Вася-ракетчик блеснул на турнике. Даже крутил «солнце». Причем в обе стороны. «Солнце» — это значит на вытянутых руках обернуться вокруг перекладины. Павел Корытов первым испробовал кольца. Зоотехник и дядя Гриша прыгали через «коня». Червонцев залез на брусья и, к удивлению всех, сделал отличную стойку. Вслед за Червонцевым поднялся на брусья Савельев. И у этого стойка вышла вполне приличной.

Дед Опенкин тоже полез на брусья… Но оборвался.

Больше всего народа толпилось около спортивного шеста. На самом его верху висели яловые сапожки — награда тому, кто окажется самым ловким.

Охотников попробовать силы и испытать счастья оказалось множество.

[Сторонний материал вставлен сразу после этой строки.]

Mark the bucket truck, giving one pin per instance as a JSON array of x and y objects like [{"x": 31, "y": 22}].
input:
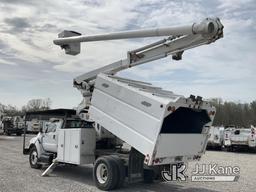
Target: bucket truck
[{"x": 138, "y": 129}]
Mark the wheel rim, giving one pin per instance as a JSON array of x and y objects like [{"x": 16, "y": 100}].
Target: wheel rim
[
  {"x": 102, "y": 173},
  {"x": 34, "y": 157}
]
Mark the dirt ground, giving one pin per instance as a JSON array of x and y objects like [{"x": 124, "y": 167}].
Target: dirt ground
[{"x": 17, "y": 176}]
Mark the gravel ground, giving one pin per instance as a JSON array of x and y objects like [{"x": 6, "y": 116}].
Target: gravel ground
[{"x": 16, "y": 174}]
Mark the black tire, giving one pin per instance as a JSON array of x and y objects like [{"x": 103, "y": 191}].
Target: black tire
[
  {"x": 105, "y": 173},
  {"x": 121, "y": 170},
  {"x": 149, "y": 175},
  {"x": 33, "y": 158}
]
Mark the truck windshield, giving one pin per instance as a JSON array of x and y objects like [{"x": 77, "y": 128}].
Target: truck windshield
[{"x": 78, "y": 124}]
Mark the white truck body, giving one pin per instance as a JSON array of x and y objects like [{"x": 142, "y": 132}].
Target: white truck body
[
  {"x": 144, "y": 117},
  {"x": 216, "y": 137},
  {"x": 161, "y": 127}
]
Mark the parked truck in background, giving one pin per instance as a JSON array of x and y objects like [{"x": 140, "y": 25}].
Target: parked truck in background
[
  {"x": 241, "y": 138},
  {"x": 216, "y": 138},
  {"x": 13, "y": 125}
]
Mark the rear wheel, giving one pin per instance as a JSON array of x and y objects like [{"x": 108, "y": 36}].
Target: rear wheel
[
  {"x": 33, "y": 158},
  {"x": 121, "y": 170},
  {"x": 105, "y": 173}
]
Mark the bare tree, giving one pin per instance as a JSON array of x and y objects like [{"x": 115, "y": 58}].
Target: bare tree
[{"x": 37, "y": 104}]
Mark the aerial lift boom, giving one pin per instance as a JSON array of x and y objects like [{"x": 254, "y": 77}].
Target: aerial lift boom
[{"x": 179, "y": 39}]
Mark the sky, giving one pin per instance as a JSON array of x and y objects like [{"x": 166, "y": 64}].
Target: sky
[{"x": 31, "y": 66}]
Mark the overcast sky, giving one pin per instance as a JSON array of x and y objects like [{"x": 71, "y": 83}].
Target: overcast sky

Установилась целая очередь.

Никто из ребят не смог подняться выше половины шеста. Зоотехник доверху не долез двух метров. Павел Корытов — метра. Савельев и Червонцев, словно сговорившись, застряли на одинаковом уровне — метрах в трех от заветной цели. Ракетчик почти дотянулся до сапожек рукой. Но не тут-то было. Сил и ловкости не хватило. Под общий смех ракетчик спустился на землю с пустыми руками.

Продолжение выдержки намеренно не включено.